Love The sex. So much sex oozing from him. Probably a soldier of some sort
Setting: Lush. Weather predicts the mood (when the sex happens, because the sex always happens, its swelteringly hot outside. When there is sickness, death, or fighting…it rains, ectera, ectera)
Descriptions: Lush to the point of ridiculous. From the stays, to the food, to the hair, to the houses, to the dogs, to the sex, when one word would suffice, paragraphs would do better. Everything described in painstaking detail.

Sex: Frequent, and graphic, and usually coupled with the overflowing description. This is disconcerting when the historical novel is about a real life famous person. ( I like Ben Franklin as much as the next chick, but I REALLY do not want nitty gritty details on what whore he ate like an ice cream cone. )

Dialogue: “Oh really Mr. Fancyhorsemcsoldierson….how quaint”

“ Ms. Tightcorsetnodrawers, I must take you here, and now!”

Ms. Waldon doesn’t do this. The descriptions are accurate, and plentiful, the leading lady is strong, the dialogue, while a touch silly, smacks of realism. But the real reason that this book stands out, is that its leading man isn’t a tall dashing soldier. It’s Mozart, a short man, with wild hair, a somewhat plain angelic face, and almost no money to his name. It’s a good book, with a misleading start. Read it, you won’t regret it. Its 4 dollars on kindle, and it is the perfect addition to your poolside reading stack. If you like unique historical fiction, music, or a good, heartwarming love story that isn’t cloying, or predictable, you will like Mozart’s Wife.

Rating: 7 out of 10.


Guess what? 😀

As of Monday, this blog has had 100 views!

Consider this blog is, as of this post, a little over a month old, this is HUGE.

For those of you reading this, whether you have been following for a good while or just happened to stumble on this whether surfing the web, thank you for all your support.

Special thanks to Linkara, (of Atop the Fourth Wall) for being a cool enough person to retweet EVERYONE that asks him for one, including me.
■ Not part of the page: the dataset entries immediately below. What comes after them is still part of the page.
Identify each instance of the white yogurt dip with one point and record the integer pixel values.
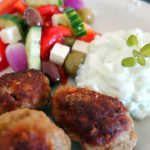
(103, 72)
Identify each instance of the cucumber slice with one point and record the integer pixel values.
(76, 22)
(14, 20)
(37, 3)
(32, 46)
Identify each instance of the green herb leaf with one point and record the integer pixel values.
(132, 41)
(146, 50)
(128, 62)
(141, 60)
(136, 53)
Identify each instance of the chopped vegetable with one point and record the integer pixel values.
(63, 75)
(6, 6)
(76, 22)
(3, 60)
(80, 46)
(60, 19)
(86, 15)
(16, 56)
(51, 71)
(145, 51)
(128, 62)
(69, 41)
(76, 4)
(37, 3)
(51, 36)
(32, 46)
(8, 20)
(90, 34)
(59, 53)
(74, 59)
(33, 17)
(10, 35)
(47, 12)
(20, 6)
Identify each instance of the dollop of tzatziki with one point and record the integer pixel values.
(103, 72)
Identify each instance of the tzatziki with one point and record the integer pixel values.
(103, 72)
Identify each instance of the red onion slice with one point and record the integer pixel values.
(16, 56)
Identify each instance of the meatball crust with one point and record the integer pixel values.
(25, 129)
(28, 89)
(93, 119)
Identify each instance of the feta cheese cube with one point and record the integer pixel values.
(60, 19)
(59, 53)
(10, 35)
(80, 46)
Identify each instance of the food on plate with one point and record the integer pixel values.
(72, 62)
(118, 65)
(32, 46)
(97, 121)
(33, 17)
(48, 30)
(29, 89)
(16, 56)
(21, 130)
(51, 71)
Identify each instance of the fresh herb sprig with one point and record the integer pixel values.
(138, 56)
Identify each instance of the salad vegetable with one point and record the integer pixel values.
(32, 46)
(48, 32)
(47, 12)
(76, 22)
(50, 36)
(138, 56)
(16, 56)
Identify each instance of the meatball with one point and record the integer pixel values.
(28, 89)
(26, 129)
(97, 121)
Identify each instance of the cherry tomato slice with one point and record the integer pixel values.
(47, 12)
(3, 60)
(50, 36)
(63, 75)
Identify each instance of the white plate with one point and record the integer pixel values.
(114, 15)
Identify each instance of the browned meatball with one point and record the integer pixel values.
(25, 129)
(97, 121)
(28, 89)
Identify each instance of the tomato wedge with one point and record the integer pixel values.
(3, 60)
(12, 6)
(90, 34)
(47, 12)
(50, 36)
(7, 6)
(20, 6)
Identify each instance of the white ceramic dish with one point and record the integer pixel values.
(114, 15)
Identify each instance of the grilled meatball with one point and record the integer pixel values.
(97, 121)
(28, 89)
(26, 129)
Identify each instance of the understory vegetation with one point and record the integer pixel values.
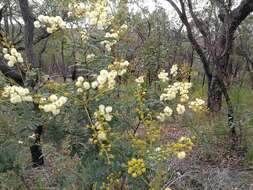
(126, 95)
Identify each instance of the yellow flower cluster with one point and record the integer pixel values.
(173, 70)
(120, 66)
(163, 76)
(198, 105)
(100, 132)
(140, 80)
(167, 112)
(54, 105)
(112, 182)
(82, 85)
(171, 91)
(184, 144)
(76, 9)
(51, 23)
(94, 13)
(12, 56)
(136, 167)
(17, 94)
I’m convinced he’s the only reason I’ve gotten half the reviews I got.

Also, thanks to my Facebook friends and my Twitter followers for being ok with the fact that half my statuses and tweets are me just begging for them to read my silly blog.

Here’s to a hundred more views!

-Emily Geek





3 responses to “Mozart’s Wife, By Juliet Waldron.

  1. dukebarclay says:

    Well, I seem to remember that Mozart was less than dignified in person.

    Don’t think of him as “MOZART The Greatest Composer to Ever Live!!!!”

    Think of “Mozart…that guy who liked to make poop jokes.”

  2. bonzodoodajsteele says:

    Mozart definately was the most fun character in the book.